Cuando Liz Truss abandonó el atril del número 10 de Downing Street tras dimitir como líder de su partido, probablemente pensó que su tiempo como primera ministra había durado tanto como la campaña por el liderazgo que la llevó hasta allí.
Cuando Boris Johnson abandonó el número 10, el Reino Unido tuvo la sensación de que llegaba la hora de la estabilidad, la competencia y los beneficios de un político aburrido que pudiera estabilizar el barco del Estado. Pero los equilibrios de Truss han demostrado ser notablemente inestables. Ha dado el mayor golpe de efecto de la historia política británica al hacer que el mandato de Johnson parezca aburrido en comparación con el suyo.
Truss comenzó como primera ministra en septiembre, proponiendo una agenda radical que, según ella, estaba diseñada para impulsar el crecimiento económico. Pero tuvo que retractarse de esos planes casi inmediatamente después de que ocurriera todo lo contrario. Sus propuestas desencadenaron un colapso económico inmediato del que no se recuperó.
La brevedad de su mandato hace que sea relativamente fácil resumir en qué se equivocó. Sugiero que hubo cinco elementos clave en su ascenso y caída.
Política pobre
Truss practicó una mala política desde el principio de su mandato. Se negó a nombrar a nadie en el gobierno que no hubiera apoyado su campaña, lo que la dejó con una reserva limitada de talento. Su postura de “conmigo o contra mí” (y a los enemigos ni agua) le otorgó fama de revanchista.
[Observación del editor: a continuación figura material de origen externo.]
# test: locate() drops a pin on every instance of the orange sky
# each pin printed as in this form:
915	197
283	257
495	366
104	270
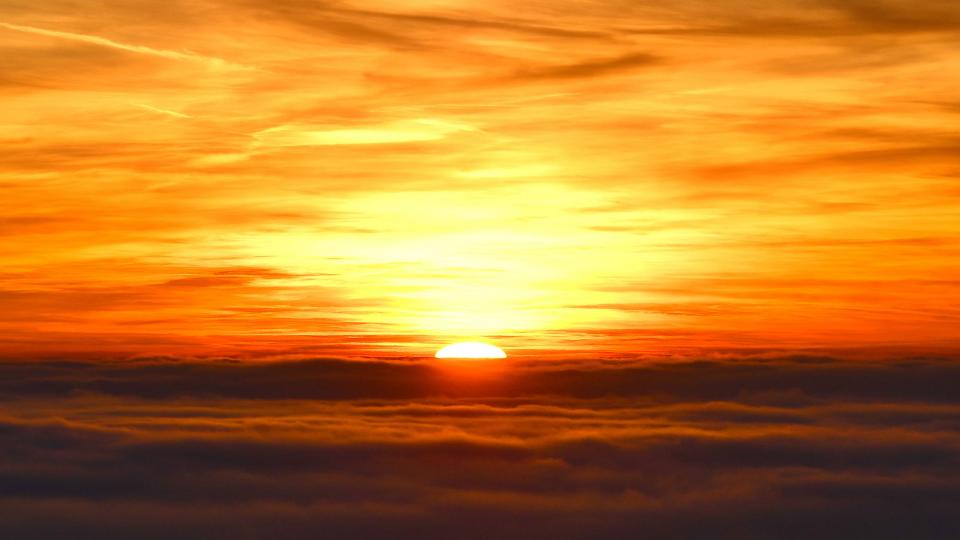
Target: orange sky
260	177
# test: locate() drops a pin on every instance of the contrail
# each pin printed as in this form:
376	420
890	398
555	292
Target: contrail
97	40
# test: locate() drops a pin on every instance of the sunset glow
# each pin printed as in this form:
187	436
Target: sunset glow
221	177
480	269
471	350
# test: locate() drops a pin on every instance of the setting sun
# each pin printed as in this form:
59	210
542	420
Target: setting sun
471	350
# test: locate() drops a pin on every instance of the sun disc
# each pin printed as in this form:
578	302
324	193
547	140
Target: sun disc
471	350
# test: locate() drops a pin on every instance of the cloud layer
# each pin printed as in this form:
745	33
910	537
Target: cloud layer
772	448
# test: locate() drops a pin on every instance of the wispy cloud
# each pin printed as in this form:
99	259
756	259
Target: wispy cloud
139	49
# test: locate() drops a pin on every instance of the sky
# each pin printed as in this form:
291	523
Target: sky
257	178
718	240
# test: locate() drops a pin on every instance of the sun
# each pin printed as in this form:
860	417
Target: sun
471	350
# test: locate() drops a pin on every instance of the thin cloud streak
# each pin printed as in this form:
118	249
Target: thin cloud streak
140	49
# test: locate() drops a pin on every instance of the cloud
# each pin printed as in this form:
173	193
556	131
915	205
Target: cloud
389	449
140	49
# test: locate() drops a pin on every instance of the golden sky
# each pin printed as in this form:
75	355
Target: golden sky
572	177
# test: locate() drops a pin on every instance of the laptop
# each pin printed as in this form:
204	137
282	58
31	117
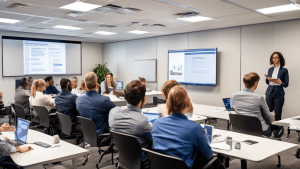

No fue un buen comienzo. Había una evidente falta de talento en su gabinete y, tras menos de dos meses en el cargo, Truss tuvo que cesar a su ministro de Economía y a su ministra del Interior, los dos puestos más altos del gobierno por debajo del primer ministro.
Proceso de selección pobre
Pero las grietas habían surgido incluso antes de que Truss asumiera el cargo, como resultado directo de la forma en que el Partido Conservador elige a sus líderes. Truss llegó a la ronda final de la contienda más por descarte que por otra cosa y no contó con el apoyo entusiasta de su grupo parlamentario. Para conseguir el liderazgo, se vendió a los miembros de su partido ofreciéndoles políticas fiscales adaptadas a sus necesidades, en lugar de reflejar las necesidades o prioridades del país en general.
Adoptó un incómodo perfil thatcheriano y una estrategia de “carne roja” en términos políticos. El efecto general fue el de una nueva primera ministra que estaba desalineada tanto con el público como con sus correligionarios.
Gestión pobre
El desfase quedó claro desde el momento en que se anunció el automutilado minipresupuesto de Truss. Eliminar las barreras a los bonus de los banqueros y reducir los impuestos a las empresas nunca iba a ser bien recibido en plena crisis del coste de la vida. Su análisis era erróneo, como sabe cualquier estudiante de primer año de ciencias políticas.
Puesta en escena pobre
La política no deja de ser un asunto de personas. Hay que saber comunicar, conectar y empatizar. La inteligencia más relevante para un primer ministro no es la intelectual (tiene expertos) o la financiera (cuenta con asesores), sino la emocional. El hecho es que Truss nunca mostró ser capaz de conectar o de relajarse. Las respuestas a las entrevistas eran siempre demasiado mecánicas, el lenguaje corporal demasiado acartonado.
Posicionamiento pobre
Si lo ocurrido con Truss revela algo es cierto peligro de la constitución británica. Sigue siendo una constitución que concentra el poder y en la que un número increíblemente pequeño de personas puede tomar decisiones muy relevantes con muy poco control o ninguno. Su desprecio por la Oficina de Responsabilidad Presupuestaria es un ejemplo de ello.
“Pobre, pobre, pobre” podría ser un epitafio adecuado para el tiempo de Truss en el cargo, pero no puedo evitar preguntarme si su experiencia es síntoma de un problema mucho mayor. ¿Es demasiado fácil echar la culpa a Truss? En todo caso, el último mes ha puesto de manifiesto que la política británica carece de objetivos, imaginación y visión de futuro. Realmente no hay nada.
En un contexto post-Brexit, llenar este vacío tiene que ser la principal preocupación de quienquiera que decida aceptar las llaves del número 10 de Downing Street.